Annex 2
30th April 2007
Dr. John Womersley, Director of Strategy, STFC
Prof. Robert J. Donovan, Univ. of Edinburgh
(Coordinators of UK Light Source Review)
REF: SELECTION
OF REVIEW
PANEL MEMBERS
Dear John and Bob:
I was grateful for the invitation last Friday,
April 27, 2007 that allowed me a glimpse at the initial strategy
for the Review of UK Light Sources being planned this summer by
STFC, and in particular, the Review Panel as it stands now. As
a newcomer to the UK science enterprise, I would like to comment
on it, if I may, and not in the capacity as part of any light
source project in the UK, which I am not.

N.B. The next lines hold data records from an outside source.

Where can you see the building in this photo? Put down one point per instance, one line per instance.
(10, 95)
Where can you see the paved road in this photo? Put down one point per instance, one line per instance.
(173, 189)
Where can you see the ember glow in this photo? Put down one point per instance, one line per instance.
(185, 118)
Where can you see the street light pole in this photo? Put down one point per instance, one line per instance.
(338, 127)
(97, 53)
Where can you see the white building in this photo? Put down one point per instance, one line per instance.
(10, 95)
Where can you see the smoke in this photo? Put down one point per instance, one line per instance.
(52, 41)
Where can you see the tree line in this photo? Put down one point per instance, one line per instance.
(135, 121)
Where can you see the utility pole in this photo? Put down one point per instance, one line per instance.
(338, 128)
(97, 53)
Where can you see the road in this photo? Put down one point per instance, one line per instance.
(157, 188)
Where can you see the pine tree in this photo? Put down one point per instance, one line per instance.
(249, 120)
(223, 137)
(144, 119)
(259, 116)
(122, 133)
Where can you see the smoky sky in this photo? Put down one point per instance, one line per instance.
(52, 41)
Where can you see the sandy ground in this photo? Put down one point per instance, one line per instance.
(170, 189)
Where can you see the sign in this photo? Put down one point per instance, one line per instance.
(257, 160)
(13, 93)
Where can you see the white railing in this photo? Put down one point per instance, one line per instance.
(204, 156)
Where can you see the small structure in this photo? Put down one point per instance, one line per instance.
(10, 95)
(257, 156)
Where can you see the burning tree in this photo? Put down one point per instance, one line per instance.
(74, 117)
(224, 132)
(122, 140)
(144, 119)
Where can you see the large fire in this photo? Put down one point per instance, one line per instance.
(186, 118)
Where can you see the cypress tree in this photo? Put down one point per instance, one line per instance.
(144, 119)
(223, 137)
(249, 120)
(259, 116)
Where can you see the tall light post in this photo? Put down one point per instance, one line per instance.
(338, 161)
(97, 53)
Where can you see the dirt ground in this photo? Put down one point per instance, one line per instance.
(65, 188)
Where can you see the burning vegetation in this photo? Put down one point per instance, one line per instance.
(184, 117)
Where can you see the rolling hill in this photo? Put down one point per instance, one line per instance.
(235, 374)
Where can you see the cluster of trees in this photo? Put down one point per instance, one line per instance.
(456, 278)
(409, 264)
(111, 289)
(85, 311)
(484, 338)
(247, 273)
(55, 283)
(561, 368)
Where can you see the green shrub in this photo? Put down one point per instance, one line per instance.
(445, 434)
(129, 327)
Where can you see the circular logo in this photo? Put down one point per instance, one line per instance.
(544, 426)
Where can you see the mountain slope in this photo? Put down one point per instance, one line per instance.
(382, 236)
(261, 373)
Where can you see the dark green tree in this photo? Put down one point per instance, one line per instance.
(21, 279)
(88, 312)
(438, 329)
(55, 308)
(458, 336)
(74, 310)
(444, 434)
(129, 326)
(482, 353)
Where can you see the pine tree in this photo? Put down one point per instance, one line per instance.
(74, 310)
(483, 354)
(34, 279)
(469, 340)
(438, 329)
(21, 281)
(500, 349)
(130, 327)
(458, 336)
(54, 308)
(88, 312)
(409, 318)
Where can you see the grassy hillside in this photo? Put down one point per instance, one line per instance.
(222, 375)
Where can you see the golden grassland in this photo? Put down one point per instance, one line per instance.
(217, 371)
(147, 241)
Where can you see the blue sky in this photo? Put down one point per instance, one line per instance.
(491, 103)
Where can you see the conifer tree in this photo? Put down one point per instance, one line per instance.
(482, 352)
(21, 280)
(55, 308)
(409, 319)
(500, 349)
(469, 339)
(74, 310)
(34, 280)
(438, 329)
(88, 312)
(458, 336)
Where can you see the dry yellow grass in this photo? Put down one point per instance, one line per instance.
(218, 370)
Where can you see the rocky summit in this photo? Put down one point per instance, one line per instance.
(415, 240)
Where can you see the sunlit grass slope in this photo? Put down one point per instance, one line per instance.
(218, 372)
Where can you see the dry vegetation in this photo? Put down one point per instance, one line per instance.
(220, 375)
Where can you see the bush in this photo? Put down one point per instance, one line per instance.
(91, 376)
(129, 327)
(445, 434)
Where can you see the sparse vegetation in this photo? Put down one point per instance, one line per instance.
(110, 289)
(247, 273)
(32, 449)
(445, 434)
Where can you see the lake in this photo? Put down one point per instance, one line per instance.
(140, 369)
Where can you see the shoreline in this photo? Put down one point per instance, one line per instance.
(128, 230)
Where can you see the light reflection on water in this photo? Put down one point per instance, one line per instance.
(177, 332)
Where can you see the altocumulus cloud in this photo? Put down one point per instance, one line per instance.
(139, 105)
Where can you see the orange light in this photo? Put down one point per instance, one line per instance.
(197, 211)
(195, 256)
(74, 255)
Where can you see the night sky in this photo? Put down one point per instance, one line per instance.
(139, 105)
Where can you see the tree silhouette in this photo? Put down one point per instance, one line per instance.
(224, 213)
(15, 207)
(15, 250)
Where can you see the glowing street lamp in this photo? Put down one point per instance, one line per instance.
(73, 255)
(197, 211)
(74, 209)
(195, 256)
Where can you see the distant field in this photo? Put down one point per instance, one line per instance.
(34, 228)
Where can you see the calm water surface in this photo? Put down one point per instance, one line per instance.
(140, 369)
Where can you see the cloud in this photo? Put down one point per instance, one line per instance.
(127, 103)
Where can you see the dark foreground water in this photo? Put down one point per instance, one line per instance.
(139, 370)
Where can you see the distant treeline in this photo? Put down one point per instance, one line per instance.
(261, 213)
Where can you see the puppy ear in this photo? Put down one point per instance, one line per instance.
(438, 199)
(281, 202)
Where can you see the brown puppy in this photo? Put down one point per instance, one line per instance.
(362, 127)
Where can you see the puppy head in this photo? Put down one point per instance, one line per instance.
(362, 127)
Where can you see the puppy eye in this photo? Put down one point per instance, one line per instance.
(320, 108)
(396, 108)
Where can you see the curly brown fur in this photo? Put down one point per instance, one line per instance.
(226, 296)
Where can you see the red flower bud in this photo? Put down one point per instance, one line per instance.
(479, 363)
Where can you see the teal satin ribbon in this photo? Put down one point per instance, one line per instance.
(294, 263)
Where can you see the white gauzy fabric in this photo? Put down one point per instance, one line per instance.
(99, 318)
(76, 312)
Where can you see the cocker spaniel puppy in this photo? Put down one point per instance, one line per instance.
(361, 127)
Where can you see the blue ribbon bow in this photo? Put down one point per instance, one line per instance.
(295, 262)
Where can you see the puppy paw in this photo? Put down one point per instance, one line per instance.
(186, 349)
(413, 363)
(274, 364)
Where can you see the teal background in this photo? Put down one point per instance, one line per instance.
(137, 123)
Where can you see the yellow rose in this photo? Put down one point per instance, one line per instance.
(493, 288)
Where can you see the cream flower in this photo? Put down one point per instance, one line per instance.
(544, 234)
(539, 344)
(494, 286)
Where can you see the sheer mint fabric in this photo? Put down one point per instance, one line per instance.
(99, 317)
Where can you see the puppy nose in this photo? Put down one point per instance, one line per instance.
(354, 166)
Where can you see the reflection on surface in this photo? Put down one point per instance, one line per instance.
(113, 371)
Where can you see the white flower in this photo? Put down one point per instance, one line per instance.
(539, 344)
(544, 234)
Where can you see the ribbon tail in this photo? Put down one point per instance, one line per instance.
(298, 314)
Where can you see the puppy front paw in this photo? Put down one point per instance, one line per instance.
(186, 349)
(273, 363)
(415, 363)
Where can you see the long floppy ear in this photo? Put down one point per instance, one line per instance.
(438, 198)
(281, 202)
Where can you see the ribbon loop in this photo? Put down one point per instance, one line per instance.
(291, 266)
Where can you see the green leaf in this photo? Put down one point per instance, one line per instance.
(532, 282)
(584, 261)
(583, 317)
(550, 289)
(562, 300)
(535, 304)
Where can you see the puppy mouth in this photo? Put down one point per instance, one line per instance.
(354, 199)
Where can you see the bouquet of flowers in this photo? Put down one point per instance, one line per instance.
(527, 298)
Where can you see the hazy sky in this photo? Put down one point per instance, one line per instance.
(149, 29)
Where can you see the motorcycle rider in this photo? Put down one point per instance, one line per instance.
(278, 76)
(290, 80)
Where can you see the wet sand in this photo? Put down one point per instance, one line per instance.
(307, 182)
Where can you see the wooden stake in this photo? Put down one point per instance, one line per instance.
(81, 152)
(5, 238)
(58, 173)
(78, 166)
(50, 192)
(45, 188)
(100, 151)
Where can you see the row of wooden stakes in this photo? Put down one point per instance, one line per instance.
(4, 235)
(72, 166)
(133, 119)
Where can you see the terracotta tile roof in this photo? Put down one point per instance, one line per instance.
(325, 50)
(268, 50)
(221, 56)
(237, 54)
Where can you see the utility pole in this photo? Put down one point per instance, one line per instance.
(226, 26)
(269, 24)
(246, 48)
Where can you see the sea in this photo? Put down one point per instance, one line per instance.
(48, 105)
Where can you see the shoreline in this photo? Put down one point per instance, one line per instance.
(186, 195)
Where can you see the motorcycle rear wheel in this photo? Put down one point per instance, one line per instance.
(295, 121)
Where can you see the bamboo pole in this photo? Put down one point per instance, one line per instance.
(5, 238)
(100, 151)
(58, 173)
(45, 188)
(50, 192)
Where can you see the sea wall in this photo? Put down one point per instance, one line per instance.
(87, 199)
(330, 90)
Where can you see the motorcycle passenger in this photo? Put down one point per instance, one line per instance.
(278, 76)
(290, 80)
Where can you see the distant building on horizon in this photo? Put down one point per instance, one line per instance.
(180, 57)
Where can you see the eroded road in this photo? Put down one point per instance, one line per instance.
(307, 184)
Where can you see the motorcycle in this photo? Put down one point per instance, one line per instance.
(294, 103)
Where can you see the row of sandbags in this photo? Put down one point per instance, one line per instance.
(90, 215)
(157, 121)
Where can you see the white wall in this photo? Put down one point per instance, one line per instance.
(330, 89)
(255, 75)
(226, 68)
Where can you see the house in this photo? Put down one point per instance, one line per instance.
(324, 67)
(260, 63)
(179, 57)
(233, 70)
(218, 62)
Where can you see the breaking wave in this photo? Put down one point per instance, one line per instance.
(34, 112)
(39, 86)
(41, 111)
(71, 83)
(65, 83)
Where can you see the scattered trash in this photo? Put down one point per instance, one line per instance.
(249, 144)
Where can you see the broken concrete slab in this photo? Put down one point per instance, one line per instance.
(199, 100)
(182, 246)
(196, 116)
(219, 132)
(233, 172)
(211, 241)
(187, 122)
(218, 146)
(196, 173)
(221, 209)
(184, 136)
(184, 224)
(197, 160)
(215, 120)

But I would like to
deposit my thoughts rather as someone who has been associated
with and steeped for the past two and a half decades in light
source developments and the associated science around the world.
This has included both conventional storage ring-based SR facilities
as well as contributions to the progress on the conception and
subsequent developments on ultra-fast techniques at Berkeley and
then subsequently worldwide, then on to FELs at Jefferson Lab,
and to the underlying emerging technologies of SCRF and ERLs.
I have been embedded in the US/global light sources community
starting with the conception, design, construction and operation
of the ALS at Berkeley, later on contributing to the SPEAR 3 and
LCLS developments, development of the Jefferson lab ERL/FEL and
Cornell ERL-based facilities, advising the APS ERL-Upgrade team
and counselling the NSLS-II team at BNL spanning nearly 25 years.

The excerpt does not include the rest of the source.